8. MORALE DE L’HISTOIRE. Personne n’est là pour ternir la réputation de qui que ce soit, ni vous, ni moi, ni tous ces Libanaises et Libanais qui ont liké, commenté et partagé mon dernier statut. Nous sommes tous réunis pour dénoncer ce manque de civisme grave et cette violation ignoble d’une base de la vie en communauté de la part de certains compatriotes libanais : on paie ce que l’on consomme et on ne vit pas aux crochets de l’Etat, surtout quand on a les moyens financiers, encore moins si l’on a des responsabilités publiques ou on a l’intention d’en avoir à l’avenir. S’il y a une catégorie de Libanais qui ne sont vraiment pas dans le besoin c’est bel et bien les politiciens, et spécialement les députés et les ministres, surpayés pour ce qu’ils font, pas besoin d’en faire un dessin ou une dissertation sur le sujet. Il est particulièrement infâme et révoltant pour les honnêtes citoyens libanais, que des représentants du peuple et de l’Etat libanais se foutent d’une manière aussi flagrante de l’intérêt général et se croient intouchables et au-dessus des lois. Etant donné qu’il s’agit de personnalités politiques, de l’aveu même d’EDL, dont certains ont eu dans le passé ou ont actuellement des responsabilités publiques, il est parfaitement légitime de mettre les citoyens et les contribuables libanais au courant de l’identité de ces politiciens fautifs. 

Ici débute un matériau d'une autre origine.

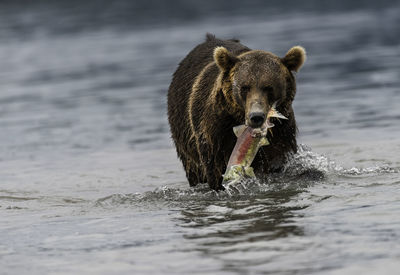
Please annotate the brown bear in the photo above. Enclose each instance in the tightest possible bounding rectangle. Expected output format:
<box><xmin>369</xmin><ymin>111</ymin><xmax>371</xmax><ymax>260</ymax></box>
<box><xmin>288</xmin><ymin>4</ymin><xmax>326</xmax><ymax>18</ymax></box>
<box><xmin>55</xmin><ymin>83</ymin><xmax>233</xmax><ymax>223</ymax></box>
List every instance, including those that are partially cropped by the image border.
<box><xmin>168</xmin><ymin>34</ymin><xmax>306</xmax><ymax>190</ymax></box>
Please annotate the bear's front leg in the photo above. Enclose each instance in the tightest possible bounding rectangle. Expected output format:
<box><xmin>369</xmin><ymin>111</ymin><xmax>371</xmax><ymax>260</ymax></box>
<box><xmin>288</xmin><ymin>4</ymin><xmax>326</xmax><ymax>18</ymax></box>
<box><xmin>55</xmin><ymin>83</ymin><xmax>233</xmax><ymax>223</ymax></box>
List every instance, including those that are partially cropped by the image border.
<box><xmin>198</xmin><ymin>138</ymin><xmax>224</xmax><ymax>191</ymax></box>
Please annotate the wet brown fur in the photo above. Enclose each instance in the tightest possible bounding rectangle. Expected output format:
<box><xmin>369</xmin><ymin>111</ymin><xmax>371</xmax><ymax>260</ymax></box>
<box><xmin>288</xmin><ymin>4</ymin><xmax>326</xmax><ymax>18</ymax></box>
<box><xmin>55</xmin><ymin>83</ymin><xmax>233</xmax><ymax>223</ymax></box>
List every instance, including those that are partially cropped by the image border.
<box><xmin>168</xmin><ymin>34</ymin><xmax>305</xmax><ymax>190</ymax></box>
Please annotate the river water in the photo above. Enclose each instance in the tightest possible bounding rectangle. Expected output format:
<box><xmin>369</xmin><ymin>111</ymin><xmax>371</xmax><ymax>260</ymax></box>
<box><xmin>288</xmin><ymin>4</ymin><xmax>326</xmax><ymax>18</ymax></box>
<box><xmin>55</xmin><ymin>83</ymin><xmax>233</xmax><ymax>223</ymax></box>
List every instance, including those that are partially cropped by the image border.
<box><xmin>0</xmin><ymin>0</ymin><xmax>400</xmax><ymax>274</ymax></box>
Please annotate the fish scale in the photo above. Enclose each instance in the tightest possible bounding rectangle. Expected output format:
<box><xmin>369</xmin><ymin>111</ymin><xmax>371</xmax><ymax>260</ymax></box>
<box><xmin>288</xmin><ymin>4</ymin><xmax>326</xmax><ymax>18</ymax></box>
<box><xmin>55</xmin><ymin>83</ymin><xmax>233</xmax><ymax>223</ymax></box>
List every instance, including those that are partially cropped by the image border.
<box><xmin>222</xmin><ymin>102</ymin><xmax>287</xmax><ymax>188</ymax></box>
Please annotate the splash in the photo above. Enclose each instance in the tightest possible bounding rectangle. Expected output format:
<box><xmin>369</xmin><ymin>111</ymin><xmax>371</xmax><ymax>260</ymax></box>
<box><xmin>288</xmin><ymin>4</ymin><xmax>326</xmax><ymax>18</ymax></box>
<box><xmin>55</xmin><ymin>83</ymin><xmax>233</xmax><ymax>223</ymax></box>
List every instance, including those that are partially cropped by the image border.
<box><xmin>95</xmin><ymin>144</ymin><xmax>399</xmax><ymax>207</ymax></box>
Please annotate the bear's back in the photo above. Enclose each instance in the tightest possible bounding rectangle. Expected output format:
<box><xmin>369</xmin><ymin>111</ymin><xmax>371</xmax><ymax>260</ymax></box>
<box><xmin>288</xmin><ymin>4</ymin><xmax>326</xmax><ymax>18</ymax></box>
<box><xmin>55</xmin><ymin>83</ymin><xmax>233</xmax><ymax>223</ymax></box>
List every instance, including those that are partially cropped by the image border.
<box><xmin>168</xmin><ymin>34</ymin><xmax>250</xmax><ymax>150</ymax></box>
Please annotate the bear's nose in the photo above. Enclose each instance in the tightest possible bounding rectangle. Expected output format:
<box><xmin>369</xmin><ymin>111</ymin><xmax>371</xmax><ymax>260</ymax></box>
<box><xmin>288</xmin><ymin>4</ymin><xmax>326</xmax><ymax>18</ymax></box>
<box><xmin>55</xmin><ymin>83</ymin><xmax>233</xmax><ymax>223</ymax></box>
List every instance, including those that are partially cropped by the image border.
<box><xmin>249</xmin><ymin>112</ymin><xmax>265</xmax><ymax>128</ymax></box>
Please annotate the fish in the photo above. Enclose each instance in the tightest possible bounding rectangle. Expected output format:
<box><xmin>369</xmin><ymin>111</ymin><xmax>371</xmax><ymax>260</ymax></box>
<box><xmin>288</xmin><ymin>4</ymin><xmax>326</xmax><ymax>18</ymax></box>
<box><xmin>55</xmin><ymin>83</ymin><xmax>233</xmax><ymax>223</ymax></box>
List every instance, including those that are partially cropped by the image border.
<box><xmin>222</xmin><ymin>102</ymin><xmax>287</xmax><ymax>188</ymax></box>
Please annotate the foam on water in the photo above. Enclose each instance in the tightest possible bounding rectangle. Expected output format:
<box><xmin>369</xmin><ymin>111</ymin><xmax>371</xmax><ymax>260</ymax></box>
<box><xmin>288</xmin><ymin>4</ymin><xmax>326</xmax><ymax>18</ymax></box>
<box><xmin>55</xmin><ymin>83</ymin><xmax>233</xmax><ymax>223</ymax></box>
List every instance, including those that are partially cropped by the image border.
<box><xmin>94</xmin><ymin>144</ymin><xmax>399</xmax><ymax>207</ymax></box>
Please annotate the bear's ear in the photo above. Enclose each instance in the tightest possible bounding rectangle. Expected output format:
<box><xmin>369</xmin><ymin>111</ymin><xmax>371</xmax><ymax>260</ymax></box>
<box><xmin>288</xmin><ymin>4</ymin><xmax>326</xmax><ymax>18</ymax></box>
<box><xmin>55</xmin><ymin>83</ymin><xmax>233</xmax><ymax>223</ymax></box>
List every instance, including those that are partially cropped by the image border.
<box><xmin>281</xmin><ymin>46</ymin><xmax>306</xmax><ymax>72</ymax></box>
<box><xmin>214</xmin><ymin>47</ymin><xmax>239</xmax><ymax>72</ymax></box>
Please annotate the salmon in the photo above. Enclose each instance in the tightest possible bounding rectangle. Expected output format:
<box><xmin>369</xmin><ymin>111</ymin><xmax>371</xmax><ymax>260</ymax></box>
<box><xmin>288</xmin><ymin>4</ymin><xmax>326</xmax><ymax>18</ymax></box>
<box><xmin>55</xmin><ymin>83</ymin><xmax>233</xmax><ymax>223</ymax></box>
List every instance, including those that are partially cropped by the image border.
<box><xmin>222</xmin><ymin>102</ymin><xmax>287</xmax><ymax>188</ymax></box>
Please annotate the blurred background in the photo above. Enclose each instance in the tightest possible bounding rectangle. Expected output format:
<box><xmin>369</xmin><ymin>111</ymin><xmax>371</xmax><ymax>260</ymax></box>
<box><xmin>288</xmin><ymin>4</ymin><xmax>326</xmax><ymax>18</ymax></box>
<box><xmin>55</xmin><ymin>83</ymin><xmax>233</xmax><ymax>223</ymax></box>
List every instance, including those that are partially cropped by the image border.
<box><xmin>0</xmin><ymin>0</ymin><xmax>400</xmax><ymax>164</ymax></box>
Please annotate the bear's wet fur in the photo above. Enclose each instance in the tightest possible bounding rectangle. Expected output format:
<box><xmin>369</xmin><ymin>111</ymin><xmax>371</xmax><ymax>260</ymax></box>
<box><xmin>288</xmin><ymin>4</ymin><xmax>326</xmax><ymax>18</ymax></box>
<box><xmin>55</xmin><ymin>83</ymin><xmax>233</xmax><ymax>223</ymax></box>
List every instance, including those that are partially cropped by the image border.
<box><xmin>168</xmin><ymin>34</ymin><xmax>305</xmax><ymax>190</ymax></box>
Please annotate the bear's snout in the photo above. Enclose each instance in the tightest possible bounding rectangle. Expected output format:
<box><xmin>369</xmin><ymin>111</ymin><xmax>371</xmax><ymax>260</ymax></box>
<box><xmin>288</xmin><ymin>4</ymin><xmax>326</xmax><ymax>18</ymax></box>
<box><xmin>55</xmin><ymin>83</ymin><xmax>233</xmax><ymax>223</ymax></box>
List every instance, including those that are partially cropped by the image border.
<box><xmin>249</xmin><ymin>112</ymin><xmax>265</xmax><ymax>128</ymax></box>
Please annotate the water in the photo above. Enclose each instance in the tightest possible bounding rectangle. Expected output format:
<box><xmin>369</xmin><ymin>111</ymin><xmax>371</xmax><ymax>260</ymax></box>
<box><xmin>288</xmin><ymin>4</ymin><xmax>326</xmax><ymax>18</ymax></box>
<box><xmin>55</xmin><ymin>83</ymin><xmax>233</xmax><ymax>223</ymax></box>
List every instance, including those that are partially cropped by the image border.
<box><xmin>0</xmin><ymin>1</ymin><xmax>400</xmax><ymax>274</ymax></box>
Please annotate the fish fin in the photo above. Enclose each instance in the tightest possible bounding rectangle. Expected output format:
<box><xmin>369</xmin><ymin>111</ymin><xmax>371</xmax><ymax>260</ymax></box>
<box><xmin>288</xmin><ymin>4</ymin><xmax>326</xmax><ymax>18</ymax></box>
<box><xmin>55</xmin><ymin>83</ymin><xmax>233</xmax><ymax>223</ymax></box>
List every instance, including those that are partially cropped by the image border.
<box><xmin>233</xmin><ymin>124</ymin><xmax>247</xmax><ymax>137</ymax></box>
<box><xmin>260</xmin><ymin>137</ymin><xmax>269</xmax><ymax>146</ymax></box>
<box><xmin>268</xmin><ymin>101</ymin><xmax>288</xmax><ymax>119</ymax></box>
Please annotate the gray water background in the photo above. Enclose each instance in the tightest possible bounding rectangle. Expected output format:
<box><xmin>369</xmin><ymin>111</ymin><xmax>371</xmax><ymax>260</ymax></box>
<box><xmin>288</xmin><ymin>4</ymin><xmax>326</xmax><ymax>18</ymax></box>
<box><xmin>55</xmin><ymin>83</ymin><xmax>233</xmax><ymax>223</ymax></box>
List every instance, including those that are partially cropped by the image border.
<box><xmin>0</xmin><ymin>0</ymin><xmax>400</xmax><ymax>274</ymax></box>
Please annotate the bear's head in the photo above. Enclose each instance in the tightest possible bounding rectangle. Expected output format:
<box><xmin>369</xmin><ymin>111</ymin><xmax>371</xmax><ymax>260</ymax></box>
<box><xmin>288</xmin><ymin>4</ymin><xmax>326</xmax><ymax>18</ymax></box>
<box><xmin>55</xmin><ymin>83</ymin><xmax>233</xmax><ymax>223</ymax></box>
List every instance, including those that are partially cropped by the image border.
<box><xmin>214</xmin><ymin>46</ymin><xmax>306</xmax><ymax>128</ymax></box>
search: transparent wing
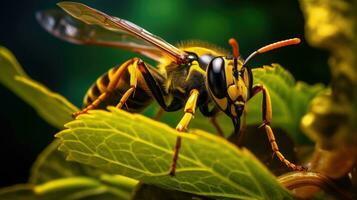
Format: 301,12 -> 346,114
37,2 -> 187,64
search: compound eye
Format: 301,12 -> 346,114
207,57 -> 227,99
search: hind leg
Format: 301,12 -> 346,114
72,58 -> 142,117
253,85 -> 305,171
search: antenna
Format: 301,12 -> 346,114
243,38 -> 301,66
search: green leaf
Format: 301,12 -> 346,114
247,64 -> 324,144
29,140 -> 138,199
0,46 -> 78,129
131,184 -> 213,200
0,177 -> 130,200
56,107 -> 292,199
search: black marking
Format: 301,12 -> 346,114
207,57 -> 227,99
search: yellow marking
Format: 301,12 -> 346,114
96,77 -> 107,93
184,89 -> 199,114
175,86 -> 186,93
225,65 -> 234,85
212,95 -> 228,110
231,105 -> 237,117
234,101 -> 245,106
186,61 -> 206,81
165,76 -> 172,94
116,86 -> 135,109
263,86 -> 273,123
236,77 -> 248,101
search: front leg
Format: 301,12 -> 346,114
252,85 -> 305,171
170,89 -> 199,176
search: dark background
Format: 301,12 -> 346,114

Ainsi, par souci de transparence, EDL doit de sa propre initiative ou y être obligée par la loi, voire par la justice libanaise, RENDRE PUBLIC les noms des « politiciens libanais mauvais payeurs », tous sans exception, ceux du Hezbollah s'ils y figurent, car on ne peut pas confier la gestion des affaires publiques et de l’argent public au Liban à des personnes qui ne sont pas capables de payer leurs factures comme tous les bons citoyens de ce pays. Une telle démarche permettra à la fois d’assainir la vie publique au pays du Cèdre et d’éviter le marché des salades et des prétextes bidon. C’est dans l’intérêt de tous : d'EDL et des « citoyens libanais bons payeurs » bien évidemment, mais aussi de Mohamamd Kabbani et de Farès Souaid, pour ne citer qu'eux. Le secret d’EDL dans ce scandale est injustifié et source de rumeurs !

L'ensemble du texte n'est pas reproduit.